Gençlik yıllarında soğuk duş yaptığını aktaran Berna, “Soğuk su sağlıklı, soğuk sağlıklı. ‘Niye soğuk suyla sadece yüzümüzü yıkıyoruz, başka organlarımızın suçu ne?’ derdim. Benim öyle cesur hallerim vardır. O zaman sabahları soğuk duşun altına giriyordum ve sonra okula gidiyordum. O zaman kan dolaşıyor, soğukta damarlar büzüşüyor ve sonradan dışa vuruyor bu durum. Pembe ve güzel oluyorsun” dedi.
Saadet Berna’nın sağlık sırları
“Bir defa genler ve yaratılış çok önemli. Bir kişinin sağlıklı olması için anne ve babasının da sağlıklı olması lazım. Herhalde benim sağlıklı olmamda annemin ve babamın da etkisi var. Sabahları saat 8.00 gibi kalkarım. Kahvaltıda beyaz ekmek değil, buğday ekmeği yerim. Saat 10.00'a doğru kahvaltı yaparım. Kahvaltıda peynir, zeytin, tereyağı her şeyi yerim. Kahvaltıyı geç yaptığımdan öğlen yemek yemem. Akşam saat 20.00 gibi yemek yerim. Et değil, sebze ağırlıklı yemekler yerim. Süt ve süt ürünlerini çok tüketirim. Genelde az yerim. Marketten çok şey aldığımda mideme ağrılar girer. ‘Bunları ben mi yiyeceğim’ diye. Saat başı beş dakika yürümeye çalışıyorum. Tansiyon ilacı ve bir tane kan sulandırıcı ilacın dışında ilaç kullanmıyorum. İlaçlardan ömrüm boyu hep sakındım.”
Yemeklerini kendi yaptığını, evini kendi temizlediğini anlatan Berna, “İşi çok severim. Kendi işimi kendim yaparım.
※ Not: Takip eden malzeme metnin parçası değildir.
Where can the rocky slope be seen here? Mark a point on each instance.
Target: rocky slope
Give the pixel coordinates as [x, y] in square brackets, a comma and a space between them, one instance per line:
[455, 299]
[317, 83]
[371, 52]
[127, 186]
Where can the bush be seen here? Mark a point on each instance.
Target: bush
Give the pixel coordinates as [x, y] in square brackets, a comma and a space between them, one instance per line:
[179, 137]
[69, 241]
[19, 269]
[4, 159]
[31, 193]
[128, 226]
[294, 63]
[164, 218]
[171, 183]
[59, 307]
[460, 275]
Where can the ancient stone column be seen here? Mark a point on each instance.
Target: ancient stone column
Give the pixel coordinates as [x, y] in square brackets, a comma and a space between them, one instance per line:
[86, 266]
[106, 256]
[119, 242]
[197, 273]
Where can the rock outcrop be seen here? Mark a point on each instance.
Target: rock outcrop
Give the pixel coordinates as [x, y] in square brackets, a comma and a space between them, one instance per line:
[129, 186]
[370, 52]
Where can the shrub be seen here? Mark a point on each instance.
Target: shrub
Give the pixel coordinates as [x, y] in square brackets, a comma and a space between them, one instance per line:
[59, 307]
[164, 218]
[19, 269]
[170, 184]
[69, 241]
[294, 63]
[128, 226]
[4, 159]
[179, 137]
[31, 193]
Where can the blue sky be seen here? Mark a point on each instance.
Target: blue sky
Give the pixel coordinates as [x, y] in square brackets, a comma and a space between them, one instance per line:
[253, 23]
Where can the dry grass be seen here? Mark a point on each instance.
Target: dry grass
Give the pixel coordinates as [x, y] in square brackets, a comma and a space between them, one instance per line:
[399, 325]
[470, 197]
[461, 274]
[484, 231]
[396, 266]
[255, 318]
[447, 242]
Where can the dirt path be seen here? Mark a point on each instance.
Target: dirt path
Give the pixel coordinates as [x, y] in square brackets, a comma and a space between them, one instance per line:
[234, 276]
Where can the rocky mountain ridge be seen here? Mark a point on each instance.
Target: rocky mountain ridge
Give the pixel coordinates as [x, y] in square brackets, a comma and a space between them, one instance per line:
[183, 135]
Evime bir iplik düşse onu almadan rahat etmem. Biz ilkokul öğretmenleri, mutlaka planlıyız. Ben de plansız davranmayı sevmiyorum” diye konuştu. Gençliğinde keman dersleri aldığını, çok iyi keman çaldığını anlatan Berna, “Müzik o kadar lazım ki insana. Sanat çok şey, müzik de çok şey” sözleriyle sanata olan tutkusunu dile getirdi. Berna, 92 yaşındayken Tekstil ve El Sanatları Derneği üyelerinin diktiği pazen elbiseyi giyerek defileye çıktığını aktardı.
Yaşamı çok sevdiğini dile getiren Berna, şöyle konuştu:
“Evrenin harikalığını yaşıyor ve hissediyorum. İnancım da kuvvetli. Allah inancıyla atan kalp ne kadar temiz ne kadar güzel oluyor. İnanç kalbin sağlıklı olmasını sağlıyor. Annem ve babam beni yetiştirirken sevgiyi esirgememişler. Bu yüzden ben de sevgi doluyum.”